It looks like they store the extended attributes in the __MACOSX tree too. And everything you download from the web has extended attributes describing the original URL and page that linked to it. (With chrome/safari, I haven't checked firefox.)
It looks like the finder "compress" functionality will include __MACOSX, and the command line zip doesn't.
If you run `xattr -l` on something in your Downloads, you should see the kMDItemWhereFroms metadata. mdls shows it too, but also includes other data that is extracted from the file itself.
> Zip files can encode their file names in two ways: CP437, or unicode.
> Each operating system does it wrong, but in a different way. For instance, Mac OS encodes its zip files as unicode, but doesn't set bit 11 correctly, so Python (correctly) reads them as CP437, and garbles the non-ASCII characters in file names.
> I wrote a quick and dirty workaround for Mac OS archives: if the file doesn't exist, encode the name as CP437 and check again.
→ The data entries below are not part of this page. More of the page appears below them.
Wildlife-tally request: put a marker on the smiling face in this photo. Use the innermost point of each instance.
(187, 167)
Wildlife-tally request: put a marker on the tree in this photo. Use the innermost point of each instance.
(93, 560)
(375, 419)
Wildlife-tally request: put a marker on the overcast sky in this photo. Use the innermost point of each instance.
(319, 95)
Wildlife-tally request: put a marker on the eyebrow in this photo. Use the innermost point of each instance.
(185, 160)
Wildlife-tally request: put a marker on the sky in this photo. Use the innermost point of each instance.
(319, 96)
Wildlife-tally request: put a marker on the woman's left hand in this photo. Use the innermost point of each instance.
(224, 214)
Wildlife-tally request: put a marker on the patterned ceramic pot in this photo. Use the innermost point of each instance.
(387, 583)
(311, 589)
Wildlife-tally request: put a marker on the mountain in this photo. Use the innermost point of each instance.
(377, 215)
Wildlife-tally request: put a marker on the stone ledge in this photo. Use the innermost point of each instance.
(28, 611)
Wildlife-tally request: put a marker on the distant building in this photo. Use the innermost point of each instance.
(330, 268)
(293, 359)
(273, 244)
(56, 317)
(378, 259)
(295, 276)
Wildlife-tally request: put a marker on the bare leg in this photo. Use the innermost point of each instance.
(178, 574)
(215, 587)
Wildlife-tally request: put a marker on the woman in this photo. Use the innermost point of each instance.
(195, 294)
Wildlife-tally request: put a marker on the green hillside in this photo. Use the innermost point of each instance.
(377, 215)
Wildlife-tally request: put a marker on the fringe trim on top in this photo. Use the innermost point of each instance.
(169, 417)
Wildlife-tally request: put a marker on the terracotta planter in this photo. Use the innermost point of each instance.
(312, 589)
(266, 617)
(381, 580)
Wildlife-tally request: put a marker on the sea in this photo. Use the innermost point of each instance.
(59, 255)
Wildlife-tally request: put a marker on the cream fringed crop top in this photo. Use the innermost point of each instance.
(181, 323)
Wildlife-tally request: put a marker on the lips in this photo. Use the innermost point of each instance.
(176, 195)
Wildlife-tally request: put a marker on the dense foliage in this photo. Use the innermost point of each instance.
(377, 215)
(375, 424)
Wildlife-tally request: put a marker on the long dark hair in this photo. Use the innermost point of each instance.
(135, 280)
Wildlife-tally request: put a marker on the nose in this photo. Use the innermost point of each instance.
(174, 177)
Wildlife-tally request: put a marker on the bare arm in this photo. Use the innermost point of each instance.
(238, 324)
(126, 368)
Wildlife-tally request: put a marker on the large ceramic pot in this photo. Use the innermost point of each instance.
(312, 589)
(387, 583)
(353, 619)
I'll think of something more clever if I ever switch to another OS.
This is my script to “clean up” a typical macOS zip file.
It assumes you’ve started by asking the Finder to “Compress” (which creates a zip file but one riddled with macOS-isms).
#!/bin/bash
zipfile=$1
if [ "x$zipfile" = "x" ] ; then
echo "$0: .zip file expected" >&2
exit 1
fi
zip -d "${zipfile}" "__MACOSX*"
zip -d "${zipfile}" ".DS_Store"
zip -d "${zipfile}" "*/.DS_Store"
unzip -l "${zipfile}" | sort -k 5
Hidden dot files were introduced as a bug and left to linger because they were kind of useful. It all started when someone tried to hide . and .. from the output of ls and messed up the if statement to only check if the first letter in the filename was a period instead of testing for the intended use cases. People then copied that behaviour around because it was a cool new trick, not because it was set up as a standard.
The Windows method, leveraging file attributes, is actually much cleaner in my opinion. You can set the hidden attribute in ZIP files and most tools do for OS specific files and folders, but I don't want my ZIP tool to put files on my file system that I don't get to see first so I always turn them on.
Windows does the same thing with desktop.ini, but I rarely encounter those anymore. It used to be that every ZIP had a bunch of thumbs.db files but Microsoft seems to have cut that out.